O pior é que na época eu nem reparei. Hoje esse dado me choca. Ele me foi passado pelo roteirista Marton Olympio, que está chefiando a sala de conteúdo Narrativas Negras, uma iniciativa do VIS, o ViacomCBS International Studio, ligado à ViacomCBS —a holding de comunicação que engloba os estúdios Paramount, os canais MTV, Comedy Central e Nickelodeon e a plataforma Paramount +, entre outras empresas.
Participam da sala Narrativas Negras a escritora Eliana Cruz, o quadrinista Estevão Ribeiro, a atriz e dramaturga Lidiane Oliveira e a roteirista Renata Diniz.
O objetivo dos cinco é gerar ideias não só para séries, mas para o que Marton chama de produtos —filmes, programas de variedades, projetos multiplataforma. Dos mais diferentes gêneros, do terror à comédia romântica.
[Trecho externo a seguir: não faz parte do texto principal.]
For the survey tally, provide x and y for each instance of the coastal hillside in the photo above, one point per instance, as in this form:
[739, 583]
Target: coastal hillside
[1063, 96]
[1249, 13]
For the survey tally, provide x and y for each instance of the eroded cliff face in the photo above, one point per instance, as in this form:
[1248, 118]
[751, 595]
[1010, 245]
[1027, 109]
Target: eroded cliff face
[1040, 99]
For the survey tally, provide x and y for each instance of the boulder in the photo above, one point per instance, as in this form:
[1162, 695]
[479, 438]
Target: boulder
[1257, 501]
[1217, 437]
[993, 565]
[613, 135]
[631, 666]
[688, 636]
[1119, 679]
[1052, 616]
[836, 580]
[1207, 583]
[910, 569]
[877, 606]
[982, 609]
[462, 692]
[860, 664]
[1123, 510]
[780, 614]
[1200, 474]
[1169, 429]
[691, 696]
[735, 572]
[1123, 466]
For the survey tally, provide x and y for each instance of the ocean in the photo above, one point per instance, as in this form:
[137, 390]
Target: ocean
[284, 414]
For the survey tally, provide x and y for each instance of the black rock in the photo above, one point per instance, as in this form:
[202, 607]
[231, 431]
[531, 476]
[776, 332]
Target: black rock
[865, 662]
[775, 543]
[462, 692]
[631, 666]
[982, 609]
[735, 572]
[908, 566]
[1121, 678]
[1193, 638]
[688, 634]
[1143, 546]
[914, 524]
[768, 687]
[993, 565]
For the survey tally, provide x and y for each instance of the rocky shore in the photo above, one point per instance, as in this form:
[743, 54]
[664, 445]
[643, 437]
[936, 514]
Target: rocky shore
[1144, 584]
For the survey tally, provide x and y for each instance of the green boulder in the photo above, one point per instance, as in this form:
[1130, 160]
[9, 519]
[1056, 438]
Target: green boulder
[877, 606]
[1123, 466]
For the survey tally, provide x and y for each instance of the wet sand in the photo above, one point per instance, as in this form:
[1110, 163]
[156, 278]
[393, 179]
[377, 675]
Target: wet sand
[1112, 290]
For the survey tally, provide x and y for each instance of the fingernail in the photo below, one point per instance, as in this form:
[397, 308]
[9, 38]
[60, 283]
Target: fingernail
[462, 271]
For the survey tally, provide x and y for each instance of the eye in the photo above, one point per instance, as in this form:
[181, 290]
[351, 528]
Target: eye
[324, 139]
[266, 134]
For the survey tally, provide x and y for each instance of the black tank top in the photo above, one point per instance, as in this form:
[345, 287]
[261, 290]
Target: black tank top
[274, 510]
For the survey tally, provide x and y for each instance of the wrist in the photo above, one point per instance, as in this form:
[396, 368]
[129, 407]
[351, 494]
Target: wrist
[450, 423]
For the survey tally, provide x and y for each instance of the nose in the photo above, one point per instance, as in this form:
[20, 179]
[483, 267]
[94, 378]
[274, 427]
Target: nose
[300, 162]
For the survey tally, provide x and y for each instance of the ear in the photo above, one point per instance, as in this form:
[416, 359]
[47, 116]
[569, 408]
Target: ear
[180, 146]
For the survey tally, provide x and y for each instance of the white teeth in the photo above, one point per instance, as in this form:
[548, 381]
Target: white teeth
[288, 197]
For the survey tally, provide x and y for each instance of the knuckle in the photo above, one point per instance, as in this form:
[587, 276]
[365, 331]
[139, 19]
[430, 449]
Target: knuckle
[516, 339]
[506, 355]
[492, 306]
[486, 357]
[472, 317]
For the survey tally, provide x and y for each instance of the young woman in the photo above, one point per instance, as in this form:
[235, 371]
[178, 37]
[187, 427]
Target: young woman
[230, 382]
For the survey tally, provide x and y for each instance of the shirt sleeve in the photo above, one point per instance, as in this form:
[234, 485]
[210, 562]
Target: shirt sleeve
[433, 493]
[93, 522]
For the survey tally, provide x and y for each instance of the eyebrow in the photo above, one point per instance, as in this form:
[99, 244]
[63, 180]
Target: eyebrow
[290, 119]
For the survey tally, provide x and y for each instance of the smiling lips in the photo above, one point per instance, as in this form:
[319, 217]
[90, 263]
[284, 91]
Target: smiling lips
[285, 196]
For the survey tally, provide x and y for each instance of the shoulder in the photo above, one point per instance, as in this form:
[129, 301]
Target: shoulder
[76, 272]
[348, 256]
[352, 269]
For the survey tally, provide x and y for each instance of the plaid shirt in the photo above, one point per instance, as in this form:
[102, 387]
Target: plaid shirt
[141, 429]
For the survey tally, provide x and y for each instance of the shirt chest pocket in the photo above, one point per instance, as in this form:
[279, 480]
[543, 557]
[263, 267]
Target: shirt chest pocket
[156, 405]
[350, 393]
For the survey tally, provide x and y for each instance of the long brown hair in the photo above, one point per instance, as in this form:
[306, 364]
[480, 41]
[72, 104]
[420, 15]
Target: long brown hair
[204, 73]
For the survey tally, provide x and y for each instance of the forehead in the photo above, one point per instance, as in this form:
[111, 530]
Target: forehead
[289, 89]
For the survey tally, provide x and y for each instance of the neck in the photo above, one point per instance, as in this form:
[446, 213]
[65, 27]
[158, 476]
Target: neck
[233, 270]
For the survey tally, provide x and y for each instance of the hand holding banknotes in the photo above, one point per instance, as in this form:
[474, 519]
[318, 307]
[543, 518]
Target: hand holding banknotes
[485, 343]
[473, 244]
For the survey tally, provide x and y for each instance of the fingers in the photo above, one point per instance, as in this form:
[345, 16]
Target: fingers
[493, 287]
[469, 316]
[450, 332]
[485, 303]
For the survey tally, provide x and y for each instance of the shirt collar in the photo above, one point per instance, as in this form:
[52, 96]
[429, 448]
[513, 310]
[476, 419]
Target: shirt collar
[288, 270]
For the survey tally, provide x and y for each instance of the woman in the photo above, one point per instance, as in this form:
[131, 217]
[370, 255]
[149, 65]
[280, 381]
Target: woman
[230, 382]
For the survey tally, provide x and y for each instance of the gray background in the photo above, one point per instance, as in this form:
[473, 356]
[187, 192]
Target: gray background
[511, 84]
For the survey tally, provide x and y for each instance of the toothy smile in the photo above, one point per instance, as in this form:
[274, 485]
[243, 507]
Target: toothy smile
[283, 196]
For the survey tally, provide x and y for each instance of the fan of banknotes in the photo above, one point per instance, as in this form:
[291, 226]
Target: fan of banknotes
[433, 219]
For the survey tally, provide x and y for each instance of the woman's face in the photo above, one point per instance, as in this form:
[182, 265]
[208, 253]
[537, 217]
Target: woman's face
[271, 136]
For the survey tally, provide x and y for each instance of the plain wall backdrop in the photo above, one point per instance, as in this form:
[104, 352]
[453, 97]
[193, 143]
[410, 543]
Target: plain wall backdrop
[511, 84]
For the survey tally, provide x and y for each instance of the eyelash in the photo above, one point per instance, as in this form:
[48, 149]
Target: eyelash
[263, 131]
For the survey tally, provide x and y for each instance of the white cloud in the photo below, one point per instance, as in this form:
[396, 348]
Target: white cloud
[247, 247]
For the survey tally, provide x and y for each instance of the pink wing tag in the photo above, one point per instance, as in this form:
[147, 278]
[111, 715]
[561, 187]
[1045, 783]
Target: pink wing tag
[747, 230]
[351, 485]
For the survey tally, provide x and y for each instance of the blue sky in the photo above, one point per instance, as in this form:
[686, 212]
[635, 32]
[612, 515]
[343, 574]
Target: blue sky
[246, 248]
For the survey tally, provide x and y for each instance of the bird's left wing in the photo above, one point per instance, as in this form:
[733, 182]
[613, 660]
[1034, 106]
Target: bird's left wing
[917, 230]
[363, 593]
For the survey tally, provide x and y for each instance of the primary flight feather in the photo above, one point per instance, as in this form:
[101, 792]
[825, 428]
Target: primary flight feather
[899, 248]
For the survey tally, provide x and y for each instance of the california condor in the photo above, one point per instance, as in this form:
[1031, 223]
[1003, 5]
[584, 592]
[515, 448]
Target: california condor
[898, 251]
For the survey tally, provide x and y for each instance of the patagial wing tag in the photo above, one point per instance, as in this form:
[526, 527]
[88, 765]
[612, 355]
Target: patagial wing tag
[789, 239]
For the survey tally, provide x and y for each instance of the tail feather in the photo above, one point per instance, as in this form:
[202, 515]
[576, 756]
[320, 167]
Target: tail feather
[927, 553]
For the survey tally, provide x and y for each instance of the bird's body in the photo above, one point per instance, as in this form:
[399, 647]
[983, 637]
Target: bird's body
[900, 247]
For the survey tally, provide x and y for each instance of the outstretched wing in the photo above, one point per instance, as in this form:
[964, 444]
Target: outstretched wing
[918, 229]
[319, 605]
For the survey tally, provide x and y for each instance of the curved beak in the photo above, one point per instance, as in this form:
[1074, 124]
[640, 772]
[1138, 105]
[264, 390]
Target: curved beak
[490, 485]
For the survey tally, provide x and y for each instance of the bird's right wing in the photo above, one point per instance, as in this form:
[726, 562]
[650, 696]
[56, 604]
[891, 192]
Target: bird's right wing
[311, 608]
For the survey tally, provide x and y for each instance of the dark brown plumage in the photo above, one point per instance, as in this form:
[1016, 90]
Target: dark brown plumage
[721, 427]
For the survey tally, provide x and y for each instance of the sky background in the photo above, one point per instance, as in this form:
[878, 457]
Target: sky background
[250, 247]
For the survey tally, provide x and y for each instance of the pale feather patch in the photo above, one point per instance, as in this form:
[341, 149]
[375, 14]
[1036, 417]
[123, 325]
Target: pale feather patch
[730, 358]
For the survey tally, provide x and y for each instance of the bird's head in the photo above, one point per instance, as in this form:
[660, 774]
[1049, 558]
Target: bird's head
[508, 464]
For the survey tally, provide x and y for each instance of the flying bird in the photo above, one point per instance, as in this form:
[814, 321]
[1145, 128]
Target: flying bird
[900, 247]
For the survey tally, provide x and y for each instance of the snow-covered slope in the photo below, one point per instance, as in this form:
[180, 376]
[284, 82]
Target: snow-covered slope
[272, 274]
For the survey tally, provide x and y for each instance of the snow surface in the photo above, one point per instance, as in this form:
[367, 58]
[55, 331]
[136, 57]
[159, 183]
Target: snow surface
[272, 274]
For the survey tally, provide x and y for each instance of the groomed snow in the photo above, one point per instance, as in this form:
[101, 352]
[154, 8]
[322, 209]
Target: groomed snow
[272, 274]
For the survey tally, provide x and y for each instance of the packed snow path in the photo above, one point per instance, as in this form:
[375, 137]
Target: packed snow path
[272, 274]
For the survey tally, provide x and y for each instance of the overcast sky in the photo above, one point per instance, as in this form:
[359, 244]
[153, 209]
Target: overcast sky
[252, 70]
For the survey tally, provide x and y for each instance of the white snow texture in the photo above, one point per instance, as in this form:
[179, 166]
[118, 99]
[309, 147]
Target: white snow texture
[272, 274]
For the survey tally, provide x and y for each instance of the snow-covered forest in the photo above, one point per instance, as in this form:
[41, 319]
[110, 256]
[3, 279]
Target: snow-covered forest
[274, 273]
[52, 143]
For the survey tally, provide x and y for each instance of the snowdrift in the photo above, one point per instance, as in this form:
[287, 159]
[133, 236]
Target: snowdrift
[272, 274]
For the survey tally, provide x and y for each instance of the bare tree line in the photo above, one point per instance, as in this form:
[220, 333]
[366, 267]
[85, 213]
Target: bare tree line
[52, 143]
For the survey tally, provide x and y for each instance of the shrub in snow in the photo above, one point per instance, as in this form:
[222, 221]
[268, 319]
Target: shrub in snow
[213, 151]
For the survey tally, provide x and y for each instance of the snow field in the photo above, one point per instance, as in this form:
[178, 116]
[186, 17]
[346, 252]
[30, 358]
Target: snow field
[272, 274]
Sempre, é claro, de uma perspectiva negra.
“Só o negro sabe o que ele passa”, prossegue ele, em entrevista por videoconferência. “Eu, por exemplo, deixei de ser tão parado pela polícia como era antes depois que passei a usar óculos”. Outro dado chocante.
“Eu cresci lendo personagens negros escritos por autores brancos”, acrescenta Eliana. “Nunca li minha avó num livro. Afinal, Jorge Amado era branco, e ele não sabia como era a minha avó”.
A sala Narrativas Negras segue as diretrizes de inclusão e diversidade que a ViacomCBS vem tentando implantar em todos seus braços pelo mundo. Empresas como a Amazon e a Netflix também seguem políticas parecidas.
A própria Globo já realizou oficinas exclusivas para o desenvolvimento de jovens roteiristas negros, gerando frutos como o especial de Natal “Juntos a Magia Acontece”, de 2019, escrito por Cleissa Regina Martins.
Outro caso que evidencia o aumento da presença negra na televisão brasileira é a plataforma de mídia e entretenimento Trace. De origem francesa e voltada à cultura afrourbana, a empresa está presente em mais de 120 países, na TV paga, no rádio e na internet, atingindo um público de 350 milhões de pessoas.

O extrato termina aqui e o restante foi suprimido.